Loango ne s’est pas modifié. Je l’ai retrouvé tel que je l’ai laissé, il y a deux ans, lorsque, sur un ordre ministériel, la mission Monteil a dû abandonner le Congo et se rembarquer pour la Côte d’Ivoire. Je revois disséminées sur le bord du plateau, face à la mer, et séparées par de larges espaces dénudés, les mêmes maisons de commerce, les deux anglaises, les trois portugaises, la hollandaise et les trois françaises ; aucune autre ne s’est élevée depuis mon départ. Cet égrènement de bâtisses, la plupart en bois, commence par une des maisons françaises, et s’allonge en pente vers le Sud pour se terminer par les bâtimens de la mission catholique. Au Nord, en tête de cette ligne, s’aplatit une baraque carrée, également en bois, la maison de l’Oubangui. Sa destination, comme son nom l’indique, est d’abriter les passagers qui attendent d’être mis en route pour cette colonie. En arrière, au-dessus d’elle, une sorte de boîte oblongue toujours en bois, mais en ruines, n’a plus d’usage déterminé. Enfin, au sommet du plateau, dominant ce petit troupeau sur lequel il règne, le service local apparaît avec quelques demeures et magasins d’une apparence moins rustique. Rien n’a changé. Tout cela dort sous l’ardent soleil ; tout cela disparaît presque, confondu dans la teinte uniforme du sable qui s’étale coloré, par places, d’une herbe courte privée de terre, brûlée avant d’être née.

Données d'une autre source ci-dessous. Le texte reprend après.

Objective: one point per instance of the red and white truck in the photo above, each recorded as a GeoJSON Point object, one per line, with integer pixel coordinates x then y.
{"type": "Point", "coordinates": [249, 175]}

Cependant, au bout de la falaise, loin de la maison de l’Oubangui, la civilisation et le progrès se dressent sous la forme d’un cube, moitié fer, moitié brique : le palais de l’administrateur. Ce palais resplendit dans sa nouveauté, son toit de tôles ondulées rayonne, il semble promettre à Loango le réveil, la renaissance, puisque, autrefois, paraît-il, au temps de la conquête portugaise, Loango a eu son importance.